CHE
Un film de Steven Soderbergh
Avec Benicio Del Toro, Demian Bichir, Franka Potente, Edgar Ramirez, Santiago Cabrera...
Durée : 4h28
Date de sortie : Prochainement
Quarante ans après sa mort le Che reste un symbole prenant. De la révolution cubaine qu'il a mené auprès de Fidel Castro à celle qu'il a tenté d'amorcer en Bolivie, Sodebergh revient avec un réalisme teinté d'une pointe de lyrisme dans sa mise en scène enlevée et puissante sur cette figure de la scène internationale, en se concentrant purement sur les actions qu'il a menées sans entrer dans son intimité et rend hommage à cet homme idéaliste dont le cheminement se trouve teinté d'héroïsme. Benicio Del Toro apporte à son personnage une incroyable puissance et s'engage vers une Palme qui serait largement mérité. On oublie le comédien se fondant littéralement dans son rôle. Les 4h28, alors que la fatigue commence à se faire vraiment ressentir ici à Cannes, passe sans qu'on les ressente, on est emporté aux côtés du Che dans cette quête pour la liberté se transformant soudainement en une marche désespérée, celle d'un homme engagé, s'oubliant pour aller jusqu'au bout de sa mission, lutter contre les dictatures et l'impérialisme américain. Un grand moment de cinéma et d'Histoire.
Le film de Soderbergh sera finalement découpé en deux parties, la première sera présenté en octobre 2008 et la seconde en novembre 2008.
Sophie Wittmer

Une heure de queue, quatre heures vingt-huit de film (sans l'ombre d'un générique de début ou de fin) et un quart d'heure d'entracte (agrémenté d'un sandwich colle-aux-dents, d'une bouteille d'eau et d'une barre chocolatée). Soit en tout près de six heures à la gloire d'Ernesto Che Guevara, rebelle légendaire dont l'effigie trône quarante ans après sa mort au mur de bien des chambres d'adolescents pour qui il constitue toujours l'incarnation de la révolte contre l'ordre établi et un idéal de liberté annonciateur de Mai 68.

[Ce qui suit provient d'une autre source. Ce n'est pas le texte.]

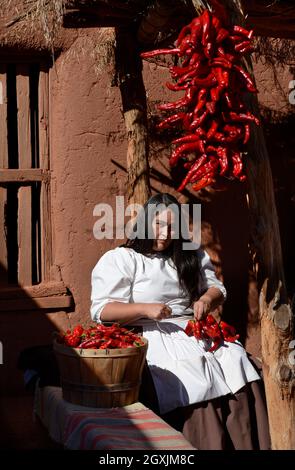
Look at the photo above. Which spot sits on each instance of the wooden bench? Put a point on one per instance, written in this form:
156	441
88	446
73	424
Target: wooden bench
126	428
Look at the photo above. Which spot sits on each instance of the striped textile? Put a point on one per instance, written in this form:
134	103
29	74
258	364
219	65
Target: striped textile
129	427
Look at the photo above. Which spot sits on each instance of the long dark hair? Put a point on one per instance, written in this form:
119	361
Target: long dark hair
186	261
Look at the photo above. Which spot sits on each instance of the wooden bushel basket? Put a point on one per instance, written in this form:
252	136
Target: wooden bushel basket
100	378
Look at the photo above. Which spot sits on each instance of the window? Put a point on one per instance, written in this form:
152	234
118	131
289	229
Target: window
25	217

Che commence à peu près là où s'achevait Carnets de Voyage de Walter Salles et se compose de deux parties, présentées à Cannes l'une derrière l'autre, mais conçues pour être distribuées séparément. L'ensemble se révèle pourtant d'une étonnante cohérence, malgré ses disparités apparentes. Le premier opus évoque le mouvement populaire qui a permis à Fidel Castro de déloger le général Battista du pouvoir à Cuba, grâce au soutien stratégique d'Ernesto Guevara. Steven Soderbergh chasse sur les terres de Clausewitz en mettant en parallèle l'action de la guérilla sur le terrain et diverses déclarations postérieures du Che qui expliquent sa doctrine politique et ses modalités d'application. Petit à petit, le film monte en puissance au fur et à mesure que le peuple cubain adhère aux thèses du Mouvement du 26 juillet créé par Castro, pour se concentrer sur cette guerre dont Guevara précise qu'elle n'est que l'antichambre qui mènera à la véritable révolution. La seconde partie, beaucoup plus linéaire, se situe une dizaine d'années plus tard quand le Che disparaît brusquement de la scène politique cubaine pour reprendre le maquis en important la rébellion en Bolivie. Mais ce combat-là, malgré son parallélisme avec le premier, connaîtra une fin rigoureusement opposée.